-
Type: Improvement
-
Resolution: Unresolved
-
Priority: Major - P3
-
None
-
Affects Version/s: None
-
Component/s: Cache and Eviction
-
Storage Engines
-
5
-
StorEng - 2024-11-12, StorEng - 2024-12-24, StorEng - 2025-01-21
Related ticket HELP-66173.
We currently have insufficient stats to understand why a page has not been evicted for a long time. There are three potential causes for this in a pages lifetime:
- It isn't found by the server
- The server couldn't add it to the queue
- A worker couldn't evict the queued page
This ticket adds stats to track each of these events. The proposed stats are:
Max difference between page's pass_gen and global pass_gen
This lets us know how when a page wasn't found by the server for a long time. Rather than track per page it can be tracked similar to read_gen_oldest and reported{}
Max failed queue attempts for a page
This is tracked per-page and reported at time of eviction.

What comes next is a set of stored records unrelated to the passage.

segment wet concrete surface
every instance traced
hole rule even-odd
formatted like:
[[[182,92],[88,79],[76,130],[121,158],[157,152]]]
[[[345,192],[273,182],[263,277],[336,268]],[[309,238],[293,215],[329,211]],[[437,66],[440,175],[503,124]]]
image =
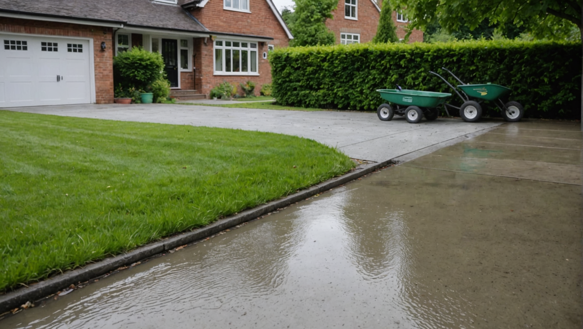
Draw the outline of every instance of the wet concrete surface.
[[[381,121],[375,112],[274,111],[176,104],[85,104],[11,108],[10,111],[122,121],[191,125],[298,136],[337,147],[348,156],[382,162],[504,122],[468,124],[440,118],[407,123],[404,116]]]
[[[380,171],[0,327],[580,328],[581,132],[529,123]],[[505,143],[537,144],[525,137],[533,126],[531,137],[555,146]],[[558,147],[563,139],[580,151]],[[507,165],[483,164],[493,160]]]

It lets us know if the eviction server repeatedly found a page but failed to add it to the eviction queue.
Max failed evictions for a page
This is tracked per-page and reported at time of eviction. It lets us know if the eviction server successfully queued the page and the issue came at time of eviction.
These stats should be limited to leaf pages. Internal pages will throw off the results as they're very rarely evicted due to the presence of child pages
The first stat can be recorded in a similar manner to WT_EVICT::read_gen_oldest and doesn't need a new field on the page. The other two stats would require adding fields to WT_PAGE. I'm reluctant to add fields to WT_PAGE unnecessarily so these stats should be reviewed carefully and perf tests (WiredTiger and Mongo) run to confirm we're not causing slow downs by touching potentially hot shared memory.